Hayden grew up in New Plymouth, and gained a technical degree from Massey University. Working at the National Health Laboratories (now ESR), Hayden was responsible for assessing public safety of cultured shellfish, which led to her taking a job at the Fisheries Research Division of MAF. Hayden completed a PhD titled Factors affecting recruitment of farmed greenshell mussels, Perna canaliculus (Gmelin) 1791, in Marlborough Sounds at the University of Otago.

Hayden pioneered research on aquaculture and marine biosecurity. Hayden established the Ballast Water Working Group in 1987 in order to better manage concerns around biosecurity risks to aquaculture from introduced species from ship ballast waters. She was a founding member of the New Zealand Sanitation Committee, which drew up quality assurance guidelines for exported shellfish. Hayden was appointed Chief Scientist of NIWA's National Centre for Aquatic Biodiversity and Biosecurity in 2010, taking over from Don Robertson.

Hayden has been both Chair and Deputy Chair of the Biosecurity Ministerial Advisory Committee. She is a member of the International Union for Conservation of Nature Invasive Species Specialist Group. Hayden also serves on the Science System Advisory Group, advising the Ministry of Business, Innovation and Employment on the redesign of New Zealand's science system.

==Honours and awards==
Hayden was elected a Companion of the Royal Society Te Apārangi in 2019.

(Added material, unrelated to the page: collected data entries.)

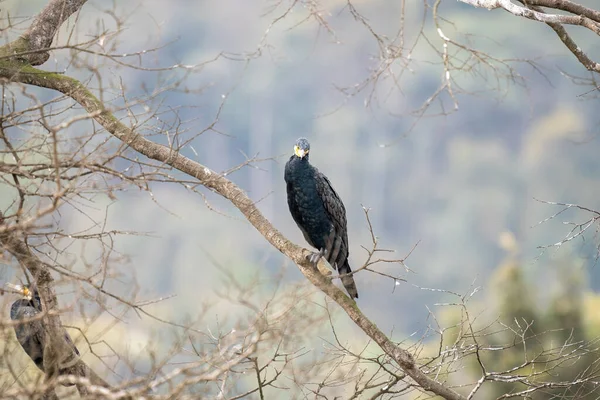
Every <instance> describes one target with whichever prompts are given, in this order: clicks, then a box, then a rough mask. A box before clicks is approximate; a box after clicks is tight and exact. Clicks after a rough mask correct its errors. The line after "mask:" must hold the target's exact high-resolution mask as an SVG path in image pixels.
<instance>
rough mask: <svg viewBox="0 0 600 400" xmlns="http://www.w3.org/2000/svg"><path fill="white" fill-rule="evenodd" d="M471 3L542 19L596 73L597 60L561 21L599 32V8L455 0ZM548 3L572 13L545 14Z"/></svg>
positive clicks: (510, 1)
mask: <svg viewBox="0 0 600 400" xmlns="http://www.w3.org/2000/svg"><path fill="white" fill-rule="evenodd" d="M459 1H461V2H463V3H465V4H469V5H471V6H473V7H479V8H486V9H488V10H493V9H496V8H502V9H504V10H505V11H507V12H509V13H511V14H513V15H515V16H517V17H523V18H528V19H531V20H534V21H538V22H544V23H545V24H547V25H548V26H550V28H552V29H553V30H554V32H555V33H556V34H557V35H558V37H559V39H560V40H561V41H562V42H563V44H564V45H565V46H566V47H567V49H569V51H570V52H571V53H573V55H574V56H575V57H576V58H577V60H578V61H579V62H580V63H581V64H582V65H583V66H584V67H585V68H586V69H587V70H588V71H592V72H599V73H600V63H598V62H596V61H594V60H592V59H591V58H590V57H589V56H588V55H587V54H586V53H585V52H584V51H583V50H582V49H581V48H580V47H579V46H578V45H577V43H576V42H575V41H574V40H573V39H572V38H571V36H569V34H568V33H567V31H566V29H565V28H564V26H563V25H565V24H566V25H579V26H582V27H584V28H587V29H589V30H591V31H592V32H594V33H595V34H596V35H599V36H600V11H596V10H593V9H591V8H588V7H584V6H582V5H580V4H577V3H573V2H571V1H569V0H518V1H519V2H521V3H523V4H524V5H525V7H523V6H520V5H518V4H515V3H513V2H511V1H510V0H459ZM540 6H543V7H548V8H553V9H557V10H562V11H565V12H569V13H572V14H574V15H564V14H548V13H546V12H544V10H543V9H542V8H540Z"/></svg>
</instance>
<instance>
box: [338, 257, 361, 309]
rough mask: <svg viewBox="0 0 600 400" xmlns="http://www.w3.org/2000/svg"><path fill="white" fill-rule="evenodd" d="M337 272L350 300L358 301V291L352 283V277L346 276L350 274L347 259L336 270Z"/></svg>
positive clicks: (355, 284) (351, 269)
mask: <svg viewBox="0 0 600 400" xmlns="http://www.w3.org/2000/svg"><path fill="white" fill-rule="evenodd" d="M338 272H339V273H340V275H341V279H342V284H343V285H344V287H345V288H346V291H348V294H349V295H350V297H351V298H354V299H358V290H356V283H354V276H353V275H346V274H349V273H351V272H352V269H351V268H350V264H349V263H348V259H346V261H345V262H344V264H342V266H341V267H339V268H338Z"/></svg>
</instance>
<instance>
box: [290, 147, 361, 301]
mask: <svg viewBox="0 0 600 400" xmlns="http://www.w3.org/2000/svg"><path fill="white" fill-rule="evenodd" d="M309 151H310V144H309V143H308V140H306V139H305V138H300V139H298V141H297V142H296V145H295V146H294V154H293V155H292V156H291V157H290V159H289V161H288V162H287V163H286V164H285V174H284V178H285V182H286V184H287V197H288V206H289V207H290V213H291V214H292V217H293V218H294V221H296V224H297V225H298V227H299V228H300V230H301V231H302V234H303V235H304V238H305V239H306V241H307V242H308V243H309V244H310V245H311V246H312V247H314V248H316V249H318V250H319V253H317V254H315V255H313V257H311V261H312V262H314V263H315V264H316V263H317V262H318V261H319V259H320V258H321V257H323V256H324V257H325V259H326V260H327V261H328V262H329V264H330V265H331V266H332V267H333V268H337V270H338V272H339V273H340V275H342V276H341V279H342V284H343V285H344V287H345V288H346V290H347V291H348V294H350V297H352V298H358V292H357V290H356V284H355V283H354V278H353V277H352V275H343V274H349V273H351V272H352V270H351V269H350V265H349V264H348V254H349V251H348V230H347V224H346V209H345V208H344V203H342V200H341V199H340V196H338V194H337V193H336V192H335V190H334V189H333V186H331V182H329V179H327V177H326V176H325V175H323V174H322V173H321V172H319V170H318V169H316V168H315V167H313V166H312V165H310V163H309V162H308V153H309Z"/></svg>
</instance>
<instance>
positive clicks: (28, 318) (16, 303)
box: [7, 284, 79, 386]
mask: <svg viewBox="0 0 600 400" xmlns="http://www.w3.org/2000/svg"><path fill="white" fill-rule="evenodd" d="M7 285H9V286H10V287H12V288H13V289H15V290H17V291H18V292H20V293H21V294H22V295H23V298H22V299H19V300H17V301H15V302H14V303H13V304H12V306H11V307H10V319H11V320H13V321H18V320H22V319H29V318H35V317H36V316H37V315H38V314H39V313H41V312H42V301H41V299H40V295H39V293H38V291H37V289H36V287H35V285H32V286H29V287H28V286H21V285H10V284H7ZM14 328H15V334H16V335H17V340H18V341H19V344H21V347H22V348H23V350H25V353H27V355H28V356H29V357H31V359H32V360H33V362H34V363H35V365H37V367H38V368H39V369H41V370H42V372H44V343H45V338H46V330H45V329H44V324H43V322H42V320H41V319H35V320H33V321H23V322H22V323H20V324H17V325H15V327H14ZM63 330H64V329H63ZM64 338H65V341H66V342H67V344H68V346H69V347H70V348H71V349H72V350H73V351H74V352H75V354H77V356H79V350H77V347H75V344H74V343H73V340H71V336H69V334H68V333H67V331H66V330H65V331H64ZM67 358H68V357H67ZM64 373H65V371H64V370H62V369H61V370H59V374H61V375H62V374H64ZM65 386H71V385H69V384H65Z"/></svg>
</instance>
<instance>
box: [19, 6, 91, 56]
mask: <svg viewBox="0 0 600 400" xmlns="http://www.w3.org/2000/svg"><path fill="white" fill-rule="evenodd" d="M86 1H87V0H51V1H50V2H49V3H48V5H46V7H45V8H44V9H43V10H42V11H41V12H40V13H39V14H38V16H37V17H36V18H35V20H34V21H33V23H32V24H31V26H30V27H29V29H28V30H27V32H26V33H25V34H24V35H23V37H22V38H21V39H20V40H18V41H17V42H15V43H13V46H11V47H12V52H11V53H13V54H14V53H17V55H18V54H19V53H25V54H21V55H18V57H19V58H20V59H23V60H24V61H26V62H28V63H29V64H31V65H41V64H43V63H45V62H46V61H48V58H50V54H49V53H48V51H47V49H48V48H49V47H50V46H51V45H52V41H53V40H54V36H55V35H56V32H58V29H59V28H60V26H61V25H62V24H63V22H65V21H66V20H67V18H69V17H70V16H71V15H73V14H74V13H76V12H77V10H79V9H80V8H81V7H82V6H83V5H84V4H85V2H86Z"/></svg>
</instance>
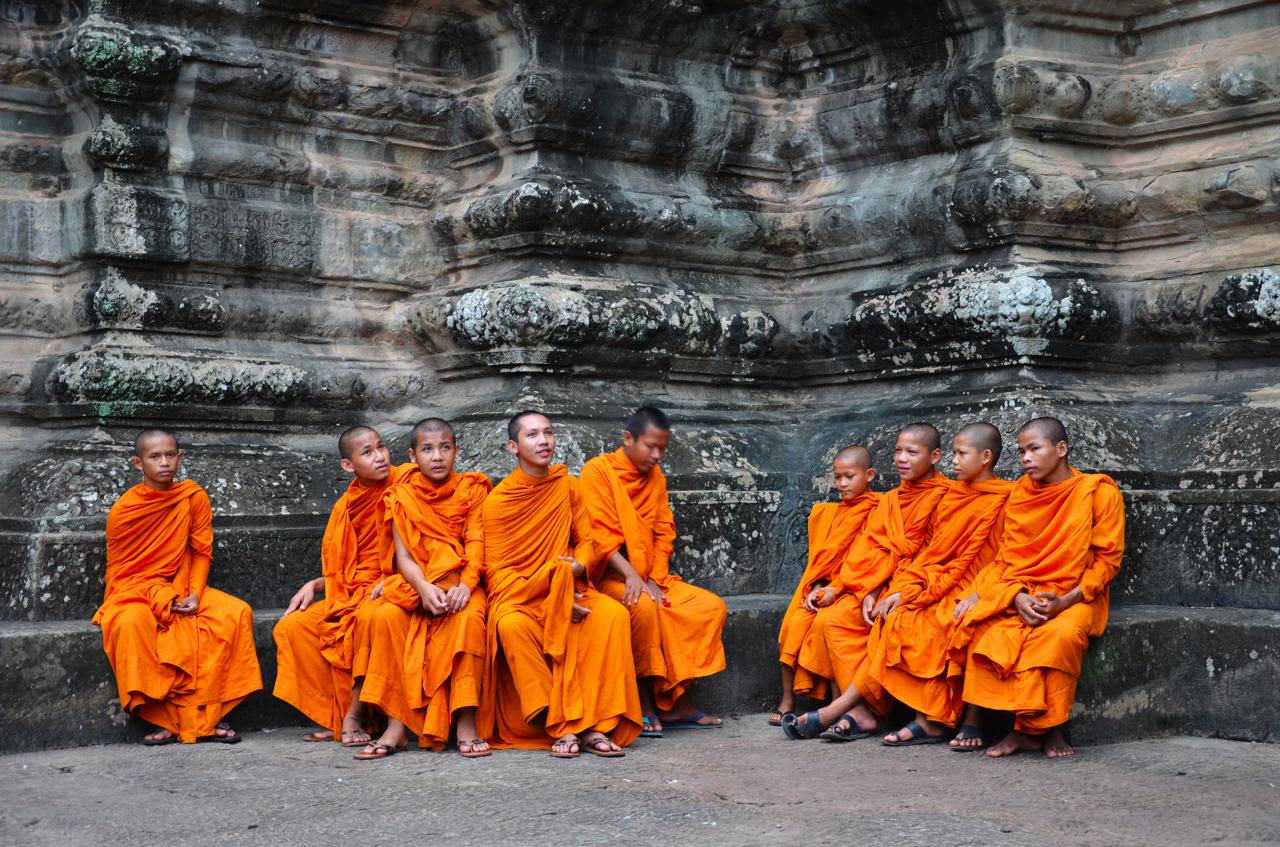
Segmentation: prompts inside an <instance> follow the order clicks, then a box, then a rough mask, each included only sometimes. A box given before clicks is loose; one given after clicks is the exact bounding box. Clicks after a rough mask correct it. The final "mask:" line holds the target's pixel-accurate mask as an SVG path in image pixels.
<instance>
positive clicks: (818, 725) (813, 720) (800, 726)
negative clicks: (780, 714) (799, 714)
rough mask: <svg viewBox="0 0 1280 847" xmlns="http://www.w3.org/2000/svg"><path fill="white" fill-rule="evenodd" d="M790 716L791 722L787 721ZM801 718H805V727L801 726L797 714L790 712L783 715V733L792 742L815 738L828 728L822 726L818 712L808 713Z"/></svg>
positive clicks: (782, 719) (821, 720) (809, 712)
mask: <svg viewBox="0 0 1280 847" xmlns="http://www.w3.org/2000/svg"><path fill="white" fill-rule="evenodd" d="M788 716H790V718H791V720H787V718H788ZM801 716H803V718H805V725H804V727H801V725H800V718H797V716H796V715H795V713H790V711H788V713H787V714H785V715H782V732H785V733H786V736H787V738H790V740H791V741H804V740H806V738H814V737H817V736H818V733H820V732H822V731H824V729H826V727H824V725H822V718H819V716H818V713H817V711H806V713H804V715H801Z"/></svg>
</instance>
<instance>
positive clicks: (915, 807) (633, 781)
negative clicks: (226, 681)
mask: <svg viewBox="0 0 1280 847" xmlns="http://www.w3.org/2000/svg"><path fill="white" fill-rule="evenodd" d="M301 736H302V731H301V729H297V731H284V729H279V731H274V732H264V733H252V734H248V736H247V737H246V740H244V742H243V743H241V745H236V746H225V745H197V746H193V747H183V746H178V745H174V746H168V747H155V748H150V747H142V746H137V745H131V746H119V745H116V746H102V747H81V748H74V750H60V751H51V752H40V754H19V755H10V756H3V757H0V844H13V846H19V844H20V846H32V847H36V846H41V844H58V846H64V844H74V846H78V844H111V846H113V847H119V846H120V844H131V846H140V847H147V846H150V844H163V843H178V844H271V846H275V844H308V846H311V847H315V846H319V844H360V846H361V847H367V846H372V844H412V843H424V842H440V841H444V842H447V843H449V844H604V843H618V844H660V846H662V847H672V846H675V844H785V843H786V844H806V846H808V844H928V846H929V847H940V846H946V844H992V846H995V844H1019V846H1021V844H1042V843H1043V844H1053V846H1055V847H1056V846H1061V844H1098V846H1106V847H1117V846H1123V844H1157V846H1160V847H1172V846H1176V844H1211V843H1221V844H1230V846H1231V847H1238V846H1243V844H1275V843H1280V746H1277V745H1254V743H1242V742H1230V741H1216V740H1207V738H1185V737H1183V738H1161V740H1153V741H1135V742H1130V743H1120V745H1110V746H1101V747H1082V748H1080V750H1079V751H1078V755H1076V757H1075V759H1071V760H1065V761H1048V760H1046V759H1043V757H1042V756H1039V755H1034V756H1033V755H1019V756H1015V757H1012V759H1009V760H1002V761H995V760H988V759H986V757H984V756H980V755H968V754H966V755H960V754H954V752H950V751H948V750H946V747H937V746H923V747H913V748H908V750H892V748H887V747H882V746H881V745H879V743H878V741H874V740H865V741H858V742H854V743H849V745H833V743H829V742H822V741H805V742H794V741H787V740H786V738H785V737H783V736H782V733H781V732H780V731H778V729H776V728H771V727H767V725H765V719H764V715H745V716H737V718H733V719H731V720H728V722H727V723H726V727H724V728H723V729H718V731H677V732H668V733H667V737H666V738H662V740H641V741H639V742H636V745H634V746H632V747H631V748H630V750H628V754H627V756H626V757H625V759H621V760H605V759H596V757H593V756H586V755H584V756H582V757H581V759H579V760H573V761H561V760H553V759H550V757H549V756H548V755H547V754H541V752H525V751H518V752H517V751H499V752H497V754H495V755H494V756H493V757H490V759H480V760H463V759H460V757H458V756H457V755H454V754H452V752H443V754H431V752H421V751H416V750H413V751H410V752H404V754H401V755H397V756H394V757H392V759H389V760H387V761H376V763H361V761H355V760H352V759H351V751H347V750H343V748H342V747H339V746H337V745H332V743H326V745H315V743H303V742H302V741H301Z"/></svg>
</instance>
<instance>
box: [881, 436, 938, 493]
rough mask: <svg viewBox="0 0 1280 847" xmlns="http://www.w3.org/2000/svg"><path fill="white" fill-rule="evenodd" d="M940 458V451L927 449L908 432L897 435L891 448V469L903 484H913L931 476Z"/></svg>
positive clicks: (932, 474) (932, 449) (926, 447)
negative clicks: (894, 471)
mask: <svg viewBox="0 0 1280 847" xmlns="http://www.w3.org/2000/svg"><path fill="white" fill-rule="evenodd" d="M941 458H942V450H940V449H932V450H931V449H929V447H928V445H927V444H925V443H924V441H922V440H920V439H918V438H915V436H914V435H911V434H910V432H899V434H897V445H896V447H895V448H893V467H895V468H897V475H899V476H900V477H901V479H902V481H904V482H915V481H916V480H924V479H928V477H931V476H933V466H934V464H937V463H938V459H941Z"/></svg>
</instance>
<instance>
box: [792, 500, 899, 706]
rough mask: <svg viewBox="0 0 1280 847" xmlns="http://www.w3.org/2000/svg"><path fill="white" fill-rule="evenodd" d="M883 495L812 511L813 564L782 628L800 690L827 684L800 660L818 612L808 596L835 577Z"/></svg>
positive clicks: (816, 694)
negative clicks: (816, 610) (800, 657)
mask: <svg viewBox="0 0 1280 847" xmlns="http://www.w3.org/2000/svg"><path fill="white" fill-rule="evenodd" d="M879 499H881V495H879V494H877V493H876V491H864V493H863V494H860V495H859V496H858V498H855V499H854V500H851V502H849V503H818V504H815V505H814V507H813V509H810V511H809V564H808V566H806V567H805V571H804V574H803V576H801V577H800V583H799V585H797V586H796V590H795V594H794V595H791V603H790V604H788V605H787V610H786V614H785V615H783V617H782V627H781V628H780V629H778V661H781V663H782V664H785V665H788V667H790V668H792V669H795V672H796V682H795V690H796V691H804V692H808V693H809V695H812V696H814V697H823V696H824V695H826V687H827V686H826V681H824V679H823V678H820V677H819V678H814V676H813V674H812V673H809V672H808V670H805V669H804V668H803V667H800V664H799V656H800V649H801V647H803V646H804V642H805V638H808V637H809V629H810V628H812V627H813V619H814V617H815V615H817V614H818V613H817V612H810V610H809V609H805V608H804V599H805V598H806V596H808V595H809V592H810V591H813V590H814V589H815V587H818V586H819V585H822V583H829V582H831V581H832V580H833V578H835V576H836V571H837V569H838V568H840V566H841V563H842V562H844V557H845V554H846V553H847V551H849V548H850V546H851V545H852V544H854V540H855V539H856V537H858V535H859V534H860V532H861V531H863V530H864V528H865V527H867V519H868V518H869V517H870V513H872V511H874V508H876V504H877V503H879Z"/></svg>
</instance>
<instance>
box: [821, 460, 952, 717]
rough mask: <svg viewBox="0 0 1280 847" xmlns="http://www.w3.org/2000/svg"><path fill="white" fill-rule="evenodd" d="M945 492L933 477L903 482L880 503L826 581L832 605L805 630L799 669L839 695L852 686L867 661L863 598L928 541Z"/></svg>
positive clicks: (890, 492)
mask: <svg viewBox="0 0 1280 847" xmlns="http://www.w3.org/2000/svg"><path fill="white" fill-rule="evenodd" d="M950 487H951V481H950V480H947V479H946V477H945V476H941V475H938V473H934V475H933V476H931V477H928V479H925V480H919V481H915V482H902V484H901V485H899V486H897V487H896V489H893V490H892V491H890V493H888V494H886V495H883V496H882V498H881V499H879V503H877V504H876V509H874V511H873V512H872V516H870V517H869V518H868V519H867V528H865V531H864V532H863V534H861V535H859V536H858V537H856V539H855V540H854V542H852V544H851V545H850V546H849V550H847V553H846V554H845V558H844V562H842V563H841V566H840V569H838V571H837V573H836V577H835V578H833V580H832V581H831V585H832V586H835V589H836V591H837V598H836V601H835V603H832V604H831V605H829V606H827V608H824V609H820V610H819V612H818V614H817V617H814V621H813V626H812V627H810V628H809V637H808V638H805V642H804V646H803V647H801V649H800V658H799V661H800V667H801V668H804V670H806V672H808V673H809V674H812V676H813V677H814V678H818V677H820V678H824V679H833V681H835V682H836V686H837V688H838V690H840V691H844V690H845V688H847V687H849V685H850V683H851V682H852V681H854V673H855V672H856V670H858V668H859V667H860V665H861V664H863V660H864V659H865V658H867V638H868V637H869V636H870V627H868V626H867V622H865V619H864V618H863V599H864V598H867V596H868V595H869V594H870V592H873V591H876V590H877V589H879V587H881V586H883V585H884V583H886V582H887V581H888V580H890V577H892V576H893V572H895V571H897V567H899V564H900V563H901V562H904V560H905V559H910V558H911V557H913V555H915V554H916V551H918V550H920V548H923V546H924V544H925V542H927V541H928V540H929V532H931V530H932V526H933V512H934V509H936V508H937V505H938V502H940V500H941V499H942V495H943V494H946V491H947V490H948V489H950ZM797 676H799V673H797ZM797 691H799V688H797ZM801 693H804V692H801ZM864 693H865V692H864Z"/></svg>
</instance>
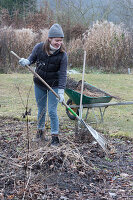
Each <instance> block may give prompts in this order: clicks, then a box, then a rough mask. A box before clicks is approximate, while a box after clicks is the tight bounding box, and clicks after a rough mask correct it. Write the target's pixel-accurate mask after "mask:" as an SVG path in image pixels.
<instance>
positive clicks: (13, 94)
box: [0, 73, 133, 138]
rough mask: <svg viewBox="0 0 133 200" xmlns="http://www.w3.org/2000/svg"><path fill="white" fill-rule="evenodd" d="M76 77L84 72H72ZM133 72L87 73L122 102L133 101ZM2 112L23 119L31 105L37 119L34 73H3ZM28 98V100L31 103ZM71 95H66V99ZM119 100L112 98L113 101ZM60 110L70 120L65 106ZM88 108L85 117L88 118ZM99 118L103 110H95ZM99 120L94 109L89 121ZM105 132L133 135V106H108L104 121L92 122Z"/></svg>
mask: <svg viewBox="0 0 133 200" xmlns="http://www.w3.org/2000/svg"><path fill="white" fill-rule="evenodd" d="M71 77H73V78H74V79H75V80H77V81H78V80H81V79H82V75H81V74H76V75H71ZM132 80H133V75H128V74H127V75H126V74H85V81H87V82H88V83H90V84H92V85H93V86H96V87H97V88H99V89H102V90H104V91H106V92H108V93H110V94H111V95H114V96H118V97H119V98H120V100H119V101H122V102H123V101H133V81H132ZM0 92H1V95H0V115H1V116H10V117H15V118H20V119H23V118H22V113H24V112H25V107H26V105H28V109H29V108H31V109H32V111H31V113H32V115H31V116H29V119H30V120H36V116H37V106H36V101H35V97H34V84H33V75H32V74H17V73H16V74H0ZM27 99H28V103H27ZM67 99H68V97H67V95H65V100H66V101H67ZM116 101H118V100H116V99H112V102H116ZM58 113H59V118H60V120H63V119H67V120H66V121H67V122H68V121H69V119H68V117H67V115H66V113H65V108H64V107H63V106H62V105H61V104H59V106H58ZM85 114H86V109H84V112H83V117H85ZM95 114H96V116H97V118H99V117H100V113H99V109H95ZM91 122H96V119H95V116H94V113H93V112H92V110H90V113H89V115H88V118H87V123H89V124H91ZM92 126H93V127H94V128H96V129H98V130H99V131H101V132H104V133H106V134H110V135H112V136H126V137H132V138H133V105H124V106H109V107H108V108H107V109H106V112H105V116H104V123H101V124H92Z"/></svg>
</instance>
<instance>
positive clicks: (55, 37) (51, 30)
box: [48, 24, 64, 38]
mask: <svg viewBox="0 0 133 200" xmlns="http://www.w3.org/2000/svg"><path fill="white" fill-rule="evenodd" d="M48 37H49V38H56V37H57V38H60V37H61V38H63V37H64V33H63V30H62V28H61V26H60V25H59V24H53V25H52V26H51V28H50V29H49V32H48Z"/></svg>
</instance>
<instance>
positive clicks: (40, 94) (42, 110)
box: [34, 84, 59, 134]
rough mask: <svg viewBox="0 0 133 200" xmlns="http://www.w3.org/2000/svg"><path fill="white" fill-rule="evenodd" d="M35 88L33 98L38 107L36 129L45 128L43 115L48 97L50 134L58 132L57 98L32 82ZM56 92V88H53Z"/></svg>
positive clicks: (55, 96) (40, 86)
mask: <svg viewBox="0 0 133 200" xmlns="http://www.w3.org/2000/svg"><path fill="white" fill-rule="evenodd" d="M34 90H35V98H36V102H37V107H38V116H37V120H38V124H37V128H38V129H42V130H44V129H45V117H46V112H47V99H48V113H49V117H50V122H51V134H58V132H59V119H58V115H57V105H58V99H57V98H56V96H55V95H54V94H53V93H52V92H51V91H50V90H45V89H43V88H42V87H41V86H38V85H37V84H34ZM53 90H54V91H55V92H56V93H58V88H56V89H53Z"/></svg>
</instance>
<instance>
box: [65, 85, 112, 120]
mask: <svg viewBox="0 0 133 200" xmlns="http://www.w3.org/2000/svg"><path fill="white" fill-rule="evenodd" d="M85 88H87V90H88V91H90V92H91V94H98V95H97V96H95V95H94V96H93V95H91V96H88V95H89V94H88V95H86V94H83V99H82V105H83V108H87V113H86V117H85V118H86V119H87V116H88V112H89V109H90V108H91V109H92V108H94V107H98V108H99V110H100V115H101V121H103V117H104V113H105V109H106V108H107V105H105V107H104V110H102V109H101V103H102V104H103V103H105V104H106V103H109V102H110V101H111V99H112V98H113V97H114V96H112V95H111V94H109V93H107V92H105V91H103V90H101V89H98V88H97V87H95V86H93V85H91V84H89V83H86V82H85ZM65 93H66V94H67V96H68V97H69V99H68V100H67V102H66V103H67V105H69V106H70V107H71V108H72V109H73V110H74V111H75V112H76V113H77V115H79V106H80V96H81V94H80V91H76V90H73V89H70V88H66V89H65ZM96 105H97V106H96ZM93 112H94V110H93ZM66 113H67V115H68V117H69V118H70V119H71V120H75V119H76V118H75V116H73V115H72V114H71V113H70V112H69V110H67V109H66ZM94 114H95V113H94ZM95 118H96V121H97V122H98V119H97V117H96V115H95Z"/></svg>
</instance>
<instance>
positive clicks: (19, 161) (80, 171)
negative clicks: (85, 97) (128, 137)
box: [0, 117, 133, 200]
mask: <svg viewBox="0 0 133 200" xmlns="http://www.w3.org/2000/svg"><path fill="white" fill-rule="evenodd" d="M0 121H1V123H0V199H1V200H5V199H15V200H18V199H23V200H24V199H26V200H39V199H40V200H41V199H44V200H51V199H54V200H67V199H76V200H81V199H82V200H87V199H88V200H108V199H109V200H112V199H117V200H123V199H125V200H127V199H133V162H132V161H133V148H132V147H133V141H132V139H129V138H110V137H109V136H107V135H106V138H107V140H108V141H109V143H110V144H111V145H112V147H114V148H112V151H111V152H110V155H109V156H107V155H106V154H105V153H104V152H103V150H102V149H101V147H100V146H99V145H98V144H97V143H96V142H95V141H92V140H91V141H90V142H89V141H88V140H85V141H84V140H79V141H77V140H75V127H74V126H73V124H71V122H69V123H68V125H66V127H65V128H64V123H63V122H62V123H61V124H60V132H61V133H60V146H58V147H51V146H49V141H50V139H51V137H50V133H49V130H47V139H48V140H47V141H36V140H35V133H36V123H35V122H29V123H28V125H27V124H26V122H25V121H20V120H17V119H13V118H5V117H0ZM66 121H67V120H66ZM27 128H28V129H27Z"/></svg>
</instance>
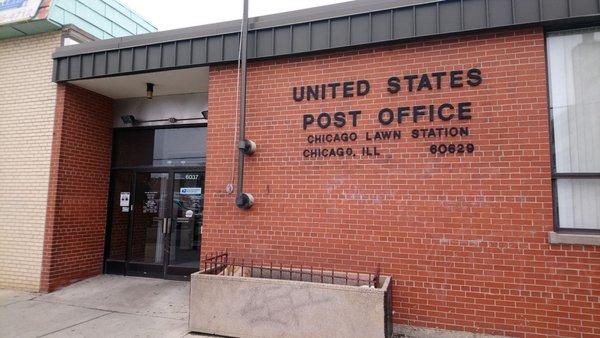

In 2019 Hayden was awarded the New Zealand Marine Sciences Society Award "for her substantial contribution to marine science in New Zealand over a long and distinguished career that has included setting strategic research directions, leading major research programs, and mentoring emerging researchers".

== Personal life ==
Hayden is married to Dave Schiel, professor of marine science at the University of Canterbury.